The “problem” with boat people

Jul 1, 2021

Why have successive governments shown disdain for refugees who come by boat? Kim Huynh contrasts the welcome he enjoyed 40 years ago with the hostility now confonting boat people.

Sometimes when I tell folks that I teach refugee politics they ask: “What should we do about boat people?”

I have never come up with an answer that satisfies me, let alone the questioner.

I umm, and I ahh, and I explain that it’s a wicked problem, which means that “solutions” like offshore processing lead to more problems – like stripping the innocent of their freedom and dignity for years on end. Yet to let them in and let them stay arguably encourages more innocent people to make perilous journeys by sea.

I have wondered whether the casual observer is better placed than experts to address the vexed relationship between boat people and borders. “We need to be more humane,” I have heard people say. The logic being that even if we can’t be morally perfect, we should try to do the right thing, or at least avoid horrendous wrongs. In which case, keeping the Murugappan family of Biloela in detention simply does not pass the pub test.

But for me, the issue of boat people is not just a matter of rights and laws. It’s deeply personal. So, full disclosure: I love boat people. And I like to think that I would love them even if I wasn’t one.

I admire the clear thinking that they exercise under immense pressure, which allows them to see that they have no future in their homeland. I commend how boat people confront and flee persecution, giving up their heritage, family and possessions to face uncertainty in exile.

It astonishes me that boat people cross oceans, but are often unable to swim, and totally unaware of what the water can do. They soon come to know it intimately, and realise how it can both sink and save them.

Like so many waves, boat people cover vast distances, negotiating eddies and currents, sweeping up debris and organisms that range from minute to mighty. At the same time, they are utterly insignificant and, like everyone else, eventually crash or fizzle into an indifferent mass that stretches from one horizon to the next.

My parents at the NT Museum with a boat just like the one we left Vietnam on more than 40 years ago

They are, however, distinct from non-boat people in their understanding of what defines and drives us. This comes from seeing folks stripped bare of all status and pretence, and from taking part in the very worst, the very best and the very essence of human endeavour. It comes from tightly entwining one’s limbs with all manner of strangers as one swelters without food or water on a deck or in a hull.

My parents at the NT Museum with a boat just like the one we left Vietnam on more than 40 years ago. Picture: Supplied

Often boat people keep their insights and experiences to themselves. Perhaps recalling them is too painful? Or maybe they believe their history should end with them? Either way, I respect how they suffer in silence.
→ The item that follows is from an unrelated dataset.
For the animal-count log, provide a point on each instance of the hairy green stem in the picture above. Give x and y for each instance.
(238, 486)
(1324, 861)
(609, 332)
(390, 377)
Furthermore, I’m fond of how boat people announce themselves. They come without fanfare but should be anticipated. They say “Hey, remember us? We fought with you against tyranny and for justice. We believed you when you said you would lift us up and push us along. We like your sharing and caring spirit and want to contribute to your riches. We’re here to help.”

I also love how boat people love Australia. Their patriotism is considered and hard-won.

This applies to Indochinese boat people like me and my family, who were taken in by the government, church and community more than 40 years ago, then offered a three-bedroom house to sleep in and infinite English lessons, along with the chance to work, vote and reunite with family.

And it applies to recent boat people like Ali the Rohingya refugee, who is staunchly devoted to Australia despite how it has treated him. Ali arrived in Australia at a time when the world wide web allowed information and goods to travel more freely than ever, while vulnerable people like him were warehoused. The Australian navy intercepted Ali’s boat and tried to force it back out to sea. Ali and 70 others, including two young children, were rescued only minutes before their boat sunk. Upon arriving in Darwin, 15-year-old Ali was pressured to sign forms that would allow the government to deport him. He was incarcerated and witnessed acts of desperate violence that will stay with him always.

When Ali informed his parents by phone that Australia had not given him a fair go, they told him: “Australia is your family now. It has given you a new life. Your loyalty lies first and foremost with that country.” Ali listened to them. After living precariously on a temporary visa for over eight years, he declares without hesitation: “I don’t care what visa they give me, I will always call Canberra my home.”

So I love boat people. And I love Australia. But Australia hates boat people. That is my problem.

“Hate” is a strong word. It does not apply all the time and to everyone. But if it is not the right word, then it is because it does not convey the extent of the disdain that successive Australian governments have shown for boat people, and the political capital that they have garnered by doing so.

Nor does it explain why Australia, like no other country, makes laws to ship out and lock up boat people in the most wretched conditions, indefinitely.

I hope that being upfront about love, hate and boat people might help us to consider how the boat people problem is not so much with them, but with us.

Kim Huynh teaches politics and philosophy at the ANU and hosts ABC Radio Canberra’s Sunday Brunch.